The murderous attack by Islamic extremists on Charlie Hebdo in Paris, France, has been taken with a relative sense of detachment here. But some experts claim that Korea is not free from inter-ethnic conflict, considering its growing number of immigrants.
They call for measures to assimilate them into society, while allowing for their diversity to be maintained in harmony with Korean culture and customs.
"Korea has already become a society where foreigners and multicultural families are mixed with Koreans," said Pastor Kim Hae-sung, president of Global Sarang, an NGO that supports immigrants.
"It is natural that problems involving these people take place.
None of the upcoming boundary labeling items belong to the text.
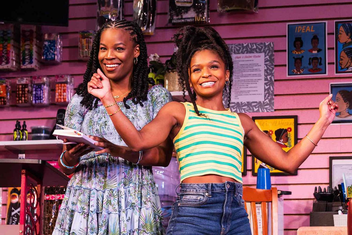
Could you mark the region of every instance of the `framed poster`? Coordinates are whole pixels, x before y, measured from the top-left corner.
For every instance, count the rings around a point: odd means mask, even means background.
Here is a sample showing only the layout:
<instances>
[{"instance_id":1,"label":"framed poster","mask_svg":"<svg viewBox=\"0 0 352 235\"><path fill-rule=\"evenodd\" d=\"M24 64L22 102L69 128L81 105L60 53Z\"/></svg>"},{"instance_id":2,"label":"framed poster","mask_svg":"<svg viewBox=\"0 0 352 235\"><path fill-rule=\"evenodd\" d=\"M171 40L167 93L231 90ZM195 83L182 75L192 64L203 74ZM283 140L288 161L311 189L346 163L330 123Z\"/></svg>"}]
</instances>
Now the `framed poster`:
<instances>
[{"instance_id":1,"label":"framed poster","mask_svg":"<svg viewBox=\"0 0 352 235\"><path fill-rule=\"evenodd\" d=\"M352 123L352 82L332 82L330 93L339 105L333 123Z\"/></svg>"},{"instance_id":2,"label":"framed poster","mask_svg":"<svg viewBox=\"0 0 352 235\"><path fill-rule=\"evenodd\" d=\"M233 63L230 109L237 113L274 112L274 43L228 45Z\"/></svg>"},{"instance_id":3,"label":"framed poster","mask_svg":"<svg viewBox=\"0 0 352 235\"><path fill-rule=\"evenodd\" d=\"M287 24L288 76L327 74L326 21Z\"/></svg>"},{"instance_id":4,"label":"framed poster","mask_svg":"<svg viewBox=\"0 0 352 235\"><path fill-rule=\"evenodd\" d=\"M331 187L338 186L344 182L344 174L346 187L352 185L352 156L330 157L329 172Z\"/></svg>"},{"instance_id":5,"label":"framed poster","mask_svg":"<svg viewBox=\"0 0 352 235\"><path fill-rule=\"evenodd\" d=\"M247 148L243 146L243 151L242 155L242 166L241 167L241 172L242 175L247 175Z\"/></svg>"},{"instance_id":6,"label":"framed poster","mask_svg":"<svg viewBox=\"0 0 352 235\"><path fill-rule=\"evenodd\" d=\"M335 73L352 74L352 19L335 21Z\"/></svg>"},{"instance_id":7,"label":"framed poster","mask_svg":"<svg viewBox=\"0 0 352 235\"><path fill-rule=\"evenodd\" d=\"M270 137L287 152L297 144L297 116L268 116L252 118L259 129ZM253 156L252 158L252 174L256 175L258 168L268 168L272 175L297 175L297 171L293 174L276 169L266 165Z\"/></svg>"}]
</instances>

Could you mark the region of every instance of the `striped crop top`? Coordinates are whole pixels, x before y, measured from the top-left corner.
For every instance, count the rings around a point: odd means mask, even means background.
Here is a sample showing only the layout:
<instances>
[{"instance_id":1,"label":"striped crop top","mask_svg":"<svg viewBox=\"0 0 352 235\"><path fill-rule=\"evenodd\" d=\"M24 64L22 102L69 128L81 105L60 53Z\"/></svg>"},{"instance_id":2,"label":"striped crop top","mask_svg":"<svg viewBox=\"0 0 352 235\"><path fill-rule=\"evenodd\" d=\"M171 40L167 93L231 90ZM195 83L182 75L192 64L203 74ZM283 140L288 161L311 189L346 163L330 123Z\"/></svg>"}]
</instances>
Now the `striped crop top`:
<instances>
[{"instance_id":1,"label":"striped crop top","mask_svg":"<svg viewBox=\"0 0 352 235\"><path fill-rule=\"evenodd\" d=\"M198 116L192 104L182 103L184 120L173 140L181 181L214 174L241 183L244 131L238 115L230 110L216 111L197 105L207 117Z\"/></svg>"}]
</instances>

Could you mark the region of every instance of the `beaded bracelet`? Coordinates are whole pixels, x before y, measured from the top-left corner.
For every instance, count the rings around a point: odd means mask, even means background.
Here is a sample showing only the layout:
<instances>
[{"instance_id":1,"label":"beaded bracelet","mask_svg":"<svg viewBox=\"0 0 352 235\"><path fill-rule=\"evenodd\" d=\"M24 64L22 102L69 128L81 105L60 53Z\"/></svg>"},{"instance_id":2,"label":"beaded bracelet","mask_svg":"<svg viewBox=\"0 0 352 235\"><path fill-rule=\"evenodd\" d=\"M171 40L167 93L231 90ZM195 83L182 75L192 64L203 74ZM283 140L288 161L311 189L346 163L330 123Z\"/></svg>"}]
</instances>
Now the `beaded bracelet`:
<instances>
[{"instance_id":1,"label":"beaded bracelet","mask_svg":"<svg viewBox=\"0 0 352 235\"><path fill-rule=\"evenodd\" d=\"M64 154L65 153L66 153L66 150L65 150L61 154L61 155L60 156L60 162L61 163L61 165L62 165L62 166L63 167L65 167L67 169L74 169L74 168L77 168L77 167L78 166L80 165L80 160L81 158L80 157L78 158L78 163L76 164L76 165L75 165L75 166L66 166L64 163L63 161L62 161L62 157L64 156Z\"/></svg>"}]
</instances>

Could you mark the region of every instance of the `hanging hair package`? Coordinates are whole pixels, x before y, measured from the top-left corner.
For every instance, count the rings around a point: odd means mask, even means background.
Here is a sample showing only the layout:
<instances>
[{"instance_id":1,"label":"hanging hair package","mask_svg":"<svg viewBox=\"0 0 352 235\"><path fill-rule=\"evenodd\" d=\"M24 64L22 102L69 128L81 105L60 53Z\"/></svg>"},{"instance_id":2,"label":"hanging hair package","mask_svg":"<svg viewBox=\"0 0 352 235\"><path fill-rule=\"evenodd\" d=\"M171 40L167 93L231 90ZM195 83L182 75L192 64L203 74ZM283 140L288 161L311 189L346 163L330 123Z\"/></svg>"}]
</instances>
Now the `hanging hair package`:
<instances>
[{"instance_id":1,"label":"hanging hair package","mask_svg":"<svg viewBox=\"0 0 352 235\"><path fill-rule=\"evenodd\" d=\"M258 0L218 0L218 11L224 12L248 11L258 12Z\"/></svg>"},{"instance_id":2,"label":"hanging hair package","mask_svg":"<svg viewBox=\"0 0 352 235\"><path fill-rule=\"evenodd\" d=\"M154 34L156 17L156 1L133 1L133 20L138 24L145 35Z\"/></svg>"},{"instance_id":3,"label":"hanging hair package","mask_svg":"<svg viewBox=\"0 0 352 235\"><path fill-rule=\"evenodd\" d=\"M105 23L122 20L123 7L122 0L98 0L98 29Z\"/></svg>"},{"instance_id":4,"label":"hanging hair package","mask_svg":"<svg viewBox=\"0 0 352 235\"><path fill-rule=\"evenodd\" d=\"M169 0L169 23L209 24L209 0Z\"/></svg>"}]
</instances>

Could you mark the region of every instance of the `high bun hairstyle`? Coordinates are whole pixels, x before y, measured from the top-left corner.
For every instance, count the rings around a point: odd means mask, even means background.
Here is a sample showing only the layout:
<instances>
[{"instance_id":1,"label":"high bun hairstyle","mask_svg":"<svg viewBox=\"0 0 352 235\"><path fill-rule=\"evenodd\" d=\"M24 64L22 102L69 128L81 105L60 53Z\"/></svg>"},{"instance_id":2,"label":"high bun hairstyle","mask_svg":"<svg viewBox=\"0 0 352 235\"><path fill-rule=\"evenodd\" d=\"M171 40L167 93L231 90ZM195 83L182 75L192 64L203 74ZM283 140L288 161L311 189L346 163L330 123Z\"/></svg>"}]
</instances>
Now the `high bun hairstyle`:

But if we only hold them alone accountable for the problems and exclude them, there could be huge resistance, such as protests and even riots," the pastor said.
Kim pointed to the 2005 French riots committed by underprivileged second-generation Arabic immigrants in the suburbs of Paris; and the campus shooting rampage by a Korean-American at Virginia Tech in the United States in 2007.
"The second- or third-generation of immigrant workers in Paris had financial difficulty and received poor education. They rallied to call for jobs, but deaths took place, and it became a race riot," Kim said.
In the Virginia Tech incident, the offender, who immigrated to the U.S. with his family when young, failed to adapt to the new country and many other factors together drove him to the wrong choice, he added.
Kim said many children of multicultural families drop out of school due to poverty, failure to adapt, or other problems.
"They can't get proper jobs without a basic education. Many such children are young now, but if they become older and a community of such children becomes larger, it can result in problems."
To prevent such potential conflicts, Kim said Koreans should regard people from different ethnicities and cultures as partners in society.
"If Koreans don't want to live together with them, it will make such people feel alienated and band together themselves, and this could become a factor of conflict."
Seoul National University professor Mo Kyung-hwan said that government policy for multiculturalism should focus on changing public recognition.
"It needs to help people have qualifications as global citizens — to recognize, accept and understand various cultures."
The Charlie Hebdo incident triggered dozens of websites to press their case against migrant workers, immigrant spouses and foreigners.
A similar pattern is followed when foreigners commit crimes here, such as the recent "torso murder" case where an ethnic Korean-Chinese killed a woman and cut her body into pieces.